Today’s world prizes headlines and bite-sized phrases rather than the full narrative that more aptly provides color and definition. I encounter situations every day in which I am forced to catch myself as I begin to attach my own meaning to someone else’s thoughts or words or lack of words. I fill in the blanks left by others, often, when there are no blanks to fill. Social media only takes this to a different, even more, ambiguous level.

12. Resources

No matter how much or little of something you have in life or in business, we are each constantly evaluating and measuring—against ourselves, our friends, our peers, and our competitors. It is a daily exercise to try to balance the various riches, deficits, and constraints with which we are faced. The balancing act in itself is not a circuit breaker—rather, it becomes one when the exercise consumes our thinking, redirects our thoughts, and stops our flow of positive energy. Time is one of the many resources we must constantly be aware of as we evaluate our healthy energy pathways.

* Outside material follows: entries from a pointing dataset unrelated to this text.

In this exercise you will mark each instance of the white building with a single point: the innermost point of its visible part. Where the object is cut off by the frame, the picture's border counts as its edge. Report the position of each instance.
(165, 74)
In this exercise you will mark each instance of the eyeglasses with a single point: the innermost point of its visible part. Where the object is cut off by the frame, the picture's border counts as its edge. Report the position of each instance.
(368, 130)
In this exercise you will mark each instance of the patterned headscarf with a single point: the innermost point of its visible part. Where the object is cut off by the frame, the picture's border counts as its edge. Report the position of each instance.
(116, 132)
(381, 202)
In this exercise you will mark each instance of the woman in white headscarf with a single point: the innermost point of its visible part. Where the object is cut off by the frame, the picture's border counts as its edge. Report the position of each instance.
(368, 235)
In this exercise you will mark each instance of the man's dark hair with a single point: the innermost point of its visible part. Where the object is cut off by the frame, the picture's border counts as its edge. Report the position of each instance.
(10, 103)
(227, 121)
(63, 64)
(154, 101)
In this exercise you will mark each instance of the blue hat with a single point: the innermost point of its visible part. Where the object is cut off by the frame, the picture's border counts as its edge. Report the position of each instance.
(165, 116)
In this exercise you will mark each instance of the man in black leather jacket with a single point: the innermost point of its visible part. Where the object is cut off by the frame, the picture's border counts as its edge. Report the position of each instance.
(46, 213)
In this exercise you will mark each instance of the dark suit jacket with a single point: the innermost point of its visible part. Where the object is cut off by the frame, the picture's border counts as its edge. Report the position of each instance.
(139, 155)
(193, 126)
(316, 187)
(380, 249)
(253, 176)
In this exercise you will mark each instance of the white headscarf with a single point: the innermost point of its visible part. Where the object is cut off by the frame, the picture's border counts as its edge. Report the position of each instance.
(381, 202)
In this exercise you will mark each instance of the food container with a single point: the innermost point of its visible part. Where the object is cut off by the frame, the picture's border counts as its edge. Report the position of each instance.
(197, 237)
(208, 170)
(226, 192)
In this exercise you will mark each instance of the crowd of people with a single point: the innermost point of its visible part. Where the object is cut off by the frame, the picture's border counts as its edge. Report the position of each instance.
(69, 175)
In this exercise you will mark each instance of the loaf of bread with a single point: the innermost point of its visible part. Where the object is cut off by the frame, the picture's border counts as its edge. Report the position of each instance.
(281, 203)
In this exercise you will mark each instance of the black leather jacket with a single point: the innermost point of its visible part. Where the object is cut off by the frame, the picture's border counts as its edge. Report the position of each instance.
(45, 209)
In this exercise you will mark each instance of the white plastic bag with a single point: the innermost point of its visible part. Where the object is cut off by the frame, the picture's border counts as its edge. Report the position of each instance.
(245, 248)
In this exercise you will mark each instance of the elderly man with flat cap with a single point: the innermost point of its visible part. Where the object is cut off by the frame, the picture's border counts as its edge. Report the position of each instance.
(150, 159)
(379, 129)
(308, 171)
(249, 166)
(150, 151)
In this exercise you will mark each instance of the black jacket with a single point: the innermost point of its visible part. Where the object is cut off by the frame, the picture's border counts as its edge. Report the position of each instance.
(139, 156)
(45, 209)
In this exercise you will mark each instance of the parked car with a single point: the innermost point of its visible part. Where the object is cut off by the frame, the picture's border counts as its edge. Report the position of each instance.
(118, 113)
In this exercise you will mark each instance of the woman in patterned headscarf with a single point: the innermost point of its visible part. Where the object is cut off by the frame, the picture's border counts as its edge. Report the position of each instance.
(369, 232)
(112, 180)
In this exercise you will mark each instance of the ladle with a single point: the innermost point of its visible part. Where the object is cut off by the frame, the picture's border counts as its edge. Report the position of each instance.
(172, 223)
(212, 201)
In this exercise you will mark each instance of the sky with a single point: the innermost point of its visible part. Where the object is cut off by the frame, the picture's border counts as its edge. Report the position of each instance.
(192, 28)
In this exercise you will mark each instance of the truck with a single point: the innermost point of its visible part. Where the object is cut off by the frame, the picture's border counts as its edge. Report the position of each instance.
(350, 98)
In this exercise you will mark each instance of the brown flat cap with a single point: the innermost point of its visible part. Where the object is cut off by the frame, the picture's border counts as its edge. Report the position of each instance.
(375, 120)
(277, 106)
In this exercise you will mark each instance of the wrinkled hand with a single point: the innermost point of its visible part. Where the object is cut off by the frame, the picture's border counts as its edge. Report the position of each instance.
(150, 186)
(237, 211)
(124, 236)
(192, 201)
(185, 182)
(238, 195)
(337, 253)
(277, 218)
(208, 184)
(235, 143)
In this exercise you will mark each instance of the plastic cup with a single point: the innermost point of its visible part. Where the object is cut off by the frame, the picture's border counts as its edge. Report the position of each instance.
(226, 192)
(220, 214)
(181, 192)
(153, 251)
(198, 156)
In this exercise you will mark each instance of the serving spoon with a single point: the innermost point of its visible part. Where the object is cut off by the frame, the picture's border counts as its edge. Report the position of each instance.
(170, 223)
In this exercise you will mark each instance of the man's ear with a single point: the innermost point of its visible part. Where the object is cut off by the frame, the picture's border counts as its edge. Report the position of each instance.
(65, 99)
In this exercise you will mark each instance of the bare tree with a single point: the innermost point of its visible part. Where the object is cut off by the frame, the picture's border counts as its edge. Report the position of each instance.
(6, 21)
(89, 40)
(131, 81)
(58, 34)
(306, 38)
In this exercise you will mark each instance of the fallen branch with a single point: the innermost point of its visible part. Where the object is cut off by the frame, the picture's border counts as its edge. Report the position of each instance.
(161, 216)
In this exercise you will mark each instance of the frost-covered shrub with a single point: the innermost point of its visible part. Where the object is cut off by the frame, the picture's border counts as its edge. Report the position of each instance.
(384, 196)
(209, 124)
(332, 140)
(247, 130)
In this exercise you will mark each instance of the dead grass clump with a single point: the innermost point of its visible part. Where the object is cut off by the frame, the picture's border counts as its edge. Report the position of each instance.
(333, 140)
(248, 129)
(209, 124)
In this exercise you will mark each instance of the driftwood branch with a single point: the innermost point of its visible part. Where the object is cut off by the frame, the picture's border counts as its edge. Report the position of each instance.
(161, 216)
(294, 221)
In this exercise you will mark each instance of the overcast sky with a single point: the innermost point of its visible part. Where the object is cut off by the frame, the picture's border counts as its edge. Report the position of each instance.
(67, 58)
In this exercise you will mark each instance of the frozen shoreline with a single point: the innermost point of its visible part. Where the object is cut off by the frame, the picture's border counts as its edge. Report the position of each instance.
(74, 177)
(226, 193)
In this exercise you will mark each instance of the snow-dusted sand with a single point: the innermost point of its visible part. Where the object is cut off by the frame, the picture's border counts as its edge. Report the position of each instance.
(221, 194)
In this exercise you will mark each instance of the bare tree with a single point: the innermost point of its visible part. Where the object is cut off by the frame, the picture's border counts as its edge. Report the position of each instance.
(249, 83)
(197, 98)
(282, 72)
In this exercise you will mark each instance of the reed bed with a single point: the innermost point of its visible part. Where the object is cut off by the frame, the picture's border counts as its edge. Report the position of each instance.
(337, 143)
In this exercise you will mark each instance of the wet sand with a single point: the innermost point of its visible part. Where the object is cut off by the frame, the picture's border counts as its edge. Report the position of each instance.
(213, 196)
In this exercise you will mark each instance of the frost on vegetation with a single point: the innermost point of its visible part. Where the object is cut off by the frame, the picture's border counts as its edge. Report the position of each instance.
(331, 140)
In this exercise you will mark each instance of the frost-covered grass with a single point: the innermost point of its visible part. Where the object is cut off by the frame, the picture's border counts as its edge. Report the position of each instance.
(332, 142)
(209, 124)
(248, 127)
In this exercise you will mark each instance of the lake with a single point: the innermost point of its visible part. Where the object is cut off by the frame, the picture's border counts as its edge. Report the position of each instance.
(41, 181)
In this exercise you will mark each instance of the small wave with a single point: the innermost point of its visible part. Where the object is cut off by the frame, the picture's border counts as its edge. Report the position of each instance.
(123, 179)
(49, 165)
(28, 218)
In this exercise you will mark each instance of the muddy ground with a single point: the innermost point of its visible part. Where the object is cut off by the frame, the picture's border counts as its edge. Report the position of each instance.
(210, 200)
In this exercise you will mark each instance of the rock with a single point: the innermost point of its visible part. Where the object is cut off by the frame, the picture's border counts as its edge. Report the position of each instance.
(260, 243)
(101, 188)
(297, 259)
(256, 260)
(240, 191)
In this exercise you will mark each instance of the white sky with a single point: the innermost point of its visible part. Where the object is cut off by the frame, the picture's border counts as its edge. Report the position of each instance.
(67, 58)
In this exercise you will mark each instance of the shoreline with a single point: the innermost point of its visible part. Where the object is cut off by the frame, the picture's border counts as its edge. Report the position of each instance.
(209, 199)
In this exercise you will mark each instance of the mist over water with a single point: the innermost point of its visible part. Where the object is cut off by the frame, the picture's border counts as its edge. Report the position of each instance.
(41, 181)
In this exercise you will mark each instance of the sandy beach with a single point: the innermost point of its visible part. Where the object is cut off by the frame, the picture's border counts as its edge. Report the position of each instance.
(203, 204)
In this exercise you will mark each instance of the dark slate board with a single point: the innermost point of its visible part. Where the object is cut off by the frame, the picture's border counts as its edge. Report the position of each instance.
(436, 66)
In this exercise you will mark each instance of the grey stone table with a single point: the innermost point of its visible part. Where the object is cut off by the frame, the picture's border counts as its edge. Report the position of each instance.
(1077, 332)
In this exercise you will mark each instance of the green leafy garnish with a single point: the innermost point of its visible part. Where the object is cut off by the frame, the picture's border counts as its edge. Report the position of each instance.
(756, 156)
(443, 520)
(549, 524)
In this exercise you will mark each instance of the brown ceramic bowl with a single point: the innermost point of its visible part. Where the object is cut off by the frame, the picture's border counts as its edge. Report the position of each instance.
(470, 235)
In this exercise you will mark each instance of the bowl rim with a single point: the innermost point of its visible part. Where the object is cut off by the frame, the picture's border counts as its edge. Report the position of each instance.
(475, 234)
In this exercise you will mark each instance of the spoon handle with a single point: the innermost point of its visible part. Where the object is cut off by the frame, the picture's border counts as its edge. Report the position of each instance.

Others include financial resources, real or perceived, as we prioritize our future through a financial lens. There are times when we don’t pursue the development of an idea because we can’t afford it or don’t have the people to implement it.

The Importance Of Recognizing Circuit Breakers

Leaders who strive to be in clarity understand the forces that break the necessary and natural flow of energy for them and their organizations. They recognize its impact on them and the people they lead. They also understand its direct connection to culture, which plays a defining role in driving performance and is the first entry point to being in clarity.

Excerpted from Leading Clarity: The Breakthrough Strategy to Unleash PEOPLE, PROFIT, and PERFORMANCE (Wiley, April 3, 2018).